Du erzeugst ein E/A-Feld, Feldtyp Ausgabe, Ausgabeformt 9999,999 (als Beispiel) und als Ausgabewert ein 'Dynamik Dialog'.

In dem Dynamik Dialog trägst du in Ausdruck / Formel --- 'Deine Variable' / 1000.0 --- ein und als Datentyp 'direkt'. Hier wird die Variable einfach durch 1000 geteilt. Und nun erscheinen deine ms als x,xxx sec in dem Feld.

Bei Fragen halt wieder melden.


----------



## thotrix (17 April 2009)

Hallo,

funktioniert soweit, bekomme jedoch nur die Sekunden dargestellt, die zehntel und hundertstel sind immer "0".

Vielen Dank erstmal, vielleicht gibt es ja dafuer auch noch eine Loesung.


----------



## georg_demmler (17 April 2009)

Hallo,

wie schaut denn der Wert im Datenbaustein aus. Sind den da die entsprechenden Werte (zentel und hundertstel) ungleich null.

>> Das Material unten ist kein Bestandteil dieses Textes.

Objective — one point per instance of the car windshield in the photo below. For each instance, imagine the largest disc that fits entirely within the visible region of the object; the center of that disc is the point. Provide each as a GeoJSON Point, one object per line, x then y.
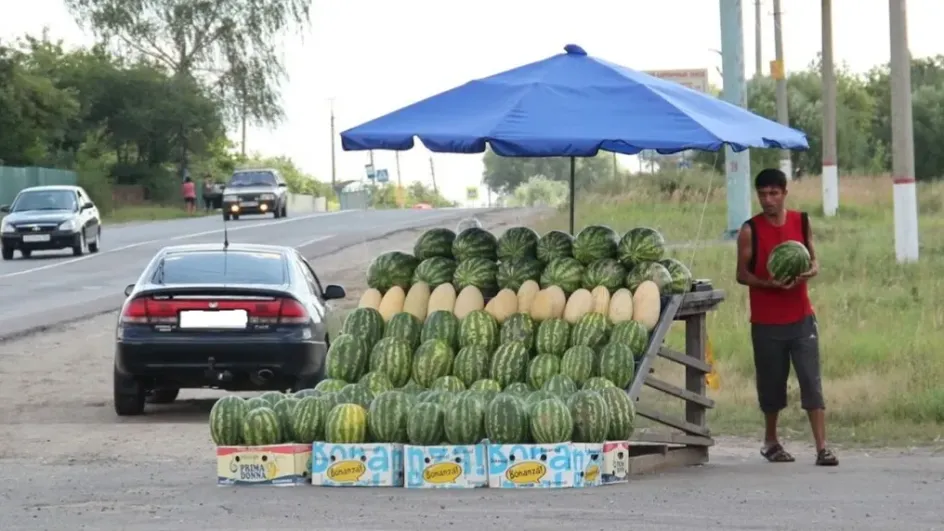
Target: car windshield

Man kann aber auch bei laufender WinCC-Applikation und angewählter Seite mit dem entsprechenden E/A-Feld in den WinCC-Explorer gehen und dann mit der Maus auf die entsprechende Variable. Dabei öffnet sich ein Feld und man sieht den Wert der von/zur SPS kommt/geht.

Bei Bedarf kann ich ja noch mal meine WinCC Applikation zumailen.


----------



## thotrix (20 April 2009)

Hallo,

die Werte im DB sind ungleich 0. Habs jetzt mit einer C-Aktion zum laufen bekommen. Nun werden alle gewuenschten Daten dargestellt.
Vielen Dank !


----------



## thotrix (20 April 2009)

Andere Frage, habe noch 4 vorzeichenlose 16 Bit Variablen. Prozesswert im WinCC Explorer zb. 1245, also vierstellige Zahlen. Diese sollen mit Kommastelle dargestellt werden, also 124,5. Bekomme ich auch nicht hin.


----------



## Kai (20 April 2009)

Siehe die folgende Siemens-FAQ:

ID9396564 WORD-Prozesswert mit Nachkommastellen in WinCC darstellen

Gruß Kai


----------



## thotrix (20 April 2009)

Vielen Dank, ich hatte es auch gerade gefunden....


----------